Wirklich unterirdisch unterkomplex aber wird das Drehbuch im vierten Akt, also nach dem Höhepunkt der Krisis und vor dem Finale. Stelle dir vor, es ist ein Volksaufstand, und keiner geht hin. Da hat man nun schon die Französische Revolution neu inszeniert, mit ihrem superdesignten Gerichtshügel – wo aber ist das Volk, das nach ihr schreit? Die These lautet, dass die korrupte Stadtregierung durch Anarchie ersetzt werde, nur sieht man davon nichts, weder vom Volkszorn noch irgendeiner ausbrechenden Anarchie. Das Ganze scheint keinen Menschen zu interessieren. Auch nicht das Publikum. Das sollen die Revolutionäre sein? Eine gesichtslose Horde Clowns in abenteuerlichen Kostümen aus den Archiven der Mad-Max-Filme? Schließlich: was hat ihr Leitwolf Bane als Neodanton zu sagen? Nun, nicht viel. Das lässt die Usurpatoren insgesamt etwas orientierungslos aussehen, was ihrem Bedrohungspotenzial nicht gerade förderlich ist.
Klar, es tickt eine Atombombe, aber das reicht nicht, denn erstens explodiert die sowieso nicht, und falls doch, dann erst gegen Ende, doch davor droht eine viel größere Gefahr: Das Drehbuch droht abzusaufen. Um so wilder versuchen drei übriggebliebene gute Seelen die alte Ordnung wieder herzustellen, wobei sie sich so rührend abmühen wie sich die 3000 Polizisten dämlich benehmen. Merke: Horden von Polizisten sind in diesem Genre dümmer als die Polizei erlaubt.
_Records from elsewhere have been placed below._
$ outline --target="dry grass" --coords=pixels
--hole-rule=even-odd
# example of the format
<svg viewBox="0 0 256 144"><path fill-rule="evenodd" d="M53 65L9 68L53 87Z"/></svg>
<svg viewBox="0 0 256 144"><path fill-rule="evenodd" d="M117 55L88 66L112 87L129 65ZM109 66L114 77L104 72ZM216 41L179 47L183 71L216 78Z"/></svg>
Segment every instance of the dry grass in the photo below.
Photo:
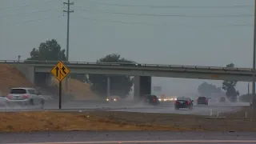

Nein, empfehlen kann ich den Film nicht, wozu auch. Es werden ihn sich sowieso genug Leute ansehen, nebst den Batman-Aficionados und Nolan-Followers auch alle Fans des wirklich eindrücklichen Vorgängers von 2008. Dass der Film ab 12 freigegeben ist, erlaubt es sogar ganzen Familien, ins Sommerkino zu pilgern und sich mit Popcorn XXL im Arm zu wundern, dass trotz allerlei Spektakel kaum Tote zu sehen sind. Eine Marketingstrategie, der ich durchaus etwas abgewinnen kann, aber sie tröstet nicht darüber hinweg, dass mich die Fledermaus doch wieder weniger interessiert als bevor ich mir den Schluss der Trilogie angesehen habe.